Montreal – January 28, 2019 – A steady stream of assurances that the government of Quebec Premier François Legault is taking the interests of Quebec’s English-speaking community into account has been contradicted by its actions – this time with the abrupt elimination of Riverdale High School from our English-language school system.

“While the Quebec government talks quite positively and in an often encouraging way about respecting community interests, to all appearances they don’t understand minority-language rights. Or they simply don’t care,” Geoffrey Chambers, president of the Quebec Community Groups Network, declared following today’s announcement.
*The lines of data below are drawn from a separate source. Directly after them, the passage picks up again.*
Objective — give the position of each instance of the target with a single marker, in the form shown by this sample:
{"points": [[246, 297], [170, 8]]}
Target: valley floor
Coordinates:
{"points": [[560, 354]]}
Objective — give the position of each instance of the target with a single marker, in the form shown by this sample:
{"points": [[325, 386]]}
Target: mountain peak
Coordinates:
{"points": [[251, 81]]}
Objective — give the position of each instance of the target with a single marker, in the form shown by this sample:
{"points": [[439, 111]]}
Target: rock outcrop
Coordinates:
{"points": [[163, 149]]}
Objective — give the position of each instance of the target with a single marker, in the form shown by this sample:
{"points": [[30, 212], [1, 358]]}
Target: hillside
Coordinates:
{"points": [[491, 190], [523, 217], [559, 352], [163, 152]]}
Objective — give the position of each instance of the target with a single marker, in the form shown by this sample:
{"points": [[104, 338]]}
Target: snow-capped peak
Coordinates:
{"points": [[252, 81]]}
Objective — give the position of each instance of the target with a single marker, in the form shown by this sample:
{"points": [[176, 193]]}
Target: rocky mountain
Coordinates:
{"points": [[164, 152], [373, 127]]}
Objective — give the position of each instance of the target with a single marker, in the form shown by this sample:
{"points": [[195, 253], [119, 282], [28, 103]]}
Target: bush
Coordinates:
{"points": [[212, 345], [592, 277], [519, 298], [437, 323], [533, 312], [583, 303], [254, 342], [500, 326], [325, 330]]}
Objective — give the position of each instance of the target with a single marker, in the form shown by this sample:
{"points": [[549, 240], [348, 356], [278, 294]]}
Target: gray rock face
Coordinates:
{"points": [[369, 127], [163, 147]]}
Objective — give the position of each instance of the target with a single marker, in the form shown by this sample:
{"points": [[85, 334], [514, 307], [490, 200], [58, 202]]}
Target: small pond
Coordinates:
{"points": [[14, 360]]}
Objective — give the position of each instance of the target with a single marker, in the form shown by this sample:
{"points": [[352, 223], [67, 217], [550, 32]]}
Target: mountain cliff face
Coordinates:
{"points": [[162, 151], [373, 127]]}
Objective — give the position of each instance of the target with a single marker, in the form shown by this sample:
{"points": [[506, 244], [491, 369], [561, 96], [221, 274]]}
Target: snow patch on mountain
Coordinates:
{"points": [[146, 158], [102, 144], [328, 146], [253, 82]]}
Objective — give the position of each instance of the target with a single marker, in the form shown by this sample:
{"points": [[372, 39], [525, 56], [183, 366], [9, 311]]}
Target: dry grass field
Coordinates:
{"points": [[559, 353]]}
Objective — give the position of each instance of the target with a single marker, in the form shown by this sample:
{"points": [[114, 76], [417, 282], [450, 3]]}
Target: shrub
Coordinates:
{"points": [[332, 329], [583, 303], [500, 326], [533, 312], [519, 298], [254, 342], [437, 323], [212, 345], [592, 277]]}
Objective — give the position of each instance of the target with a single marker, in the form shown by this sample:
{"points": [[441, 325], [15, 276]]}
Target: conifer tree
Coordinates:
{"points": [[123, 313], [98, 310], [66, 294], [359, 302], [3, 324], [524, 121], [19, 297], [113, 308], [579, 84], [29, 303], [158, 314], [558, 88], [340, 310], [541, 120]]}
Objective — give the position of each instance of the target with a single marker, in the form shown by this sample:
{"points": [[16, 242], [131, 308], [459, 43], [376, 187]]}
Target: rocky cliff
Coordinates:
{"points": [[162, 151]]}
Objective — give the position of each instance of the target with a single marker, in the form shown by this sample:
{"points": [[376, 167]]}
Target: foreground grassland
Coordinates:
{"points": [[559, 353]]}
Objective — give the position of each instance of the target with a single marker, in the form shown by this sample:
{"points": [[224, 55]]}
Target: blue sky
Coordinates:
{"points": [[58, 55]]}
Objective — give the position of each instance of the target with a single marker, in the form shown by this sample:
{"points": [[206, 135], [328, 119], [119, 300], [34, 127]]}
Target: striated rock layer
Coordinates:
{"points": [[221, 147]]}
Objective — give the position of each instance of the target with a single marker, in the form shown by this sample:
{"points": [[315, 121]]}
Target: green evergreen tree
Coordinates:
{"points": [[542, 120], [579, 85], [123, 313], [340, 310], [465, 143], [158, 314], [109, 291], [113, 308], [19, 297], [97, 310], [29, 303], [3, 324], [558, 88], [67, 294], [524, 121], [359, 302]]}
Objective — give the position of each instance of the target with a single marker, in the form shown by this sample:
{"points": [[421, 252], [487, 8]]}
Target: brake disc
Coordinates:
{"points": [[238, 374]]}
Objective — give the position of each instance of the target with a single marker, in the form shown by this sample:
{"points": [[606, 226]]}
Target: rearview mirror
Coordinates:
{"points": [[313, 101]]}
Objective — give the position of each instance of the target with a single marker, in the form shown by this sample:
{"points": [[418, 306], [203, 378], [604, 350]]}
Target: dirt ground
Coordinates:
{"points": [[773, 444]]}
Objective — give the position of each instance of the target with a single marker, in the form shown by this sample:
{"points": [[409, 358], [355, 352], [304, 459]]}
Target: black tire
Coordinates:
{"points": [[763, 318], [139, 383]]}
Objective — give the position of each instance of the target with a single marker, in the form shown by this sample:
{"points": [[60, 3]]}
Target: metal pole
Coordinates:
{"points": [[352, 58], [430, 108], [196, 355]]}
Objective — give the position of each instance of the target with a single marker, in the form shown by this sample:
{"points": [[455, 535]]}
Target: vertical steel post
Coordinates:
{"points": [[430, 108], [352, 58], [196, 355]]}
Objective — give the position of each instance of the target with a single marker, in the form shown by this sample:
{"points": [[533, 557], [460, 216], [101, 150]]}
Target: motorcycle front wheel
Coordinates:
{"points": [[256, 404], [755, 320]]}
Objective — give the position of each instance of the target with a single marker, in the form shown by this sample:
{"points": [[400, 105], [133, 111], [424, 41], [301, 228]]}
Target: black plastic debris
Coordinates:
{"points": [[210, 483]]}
The immensely disruptive process to force dispersal of Riverdale’s 450 English-language students across the remainder of the Lester B. Pearson School Board network, before the next school years begins, is clearly improper, Chambers added: “It disregards long-accepted school-shutdown policy, which for good reason requires public consultation as part of a thoughtful, judicious 18-month process.  For the Quebec government to sidestep the rules in its own education act by exercising an extraordinary power (invoking Art. 477.1.1 of La Loi sur l’instruction publique) is dangerously destabilizing and ill-advised.”

“The government is using a hammer here, and we have to wonder where and how they will next grab it,” Chambers said: “Riverdale may mean there will be more pre-emptive exercise of ministerial power, despite all their soft words. It certainly suggests the so-called new service centres to replace school boards will be unable to protect community interests.”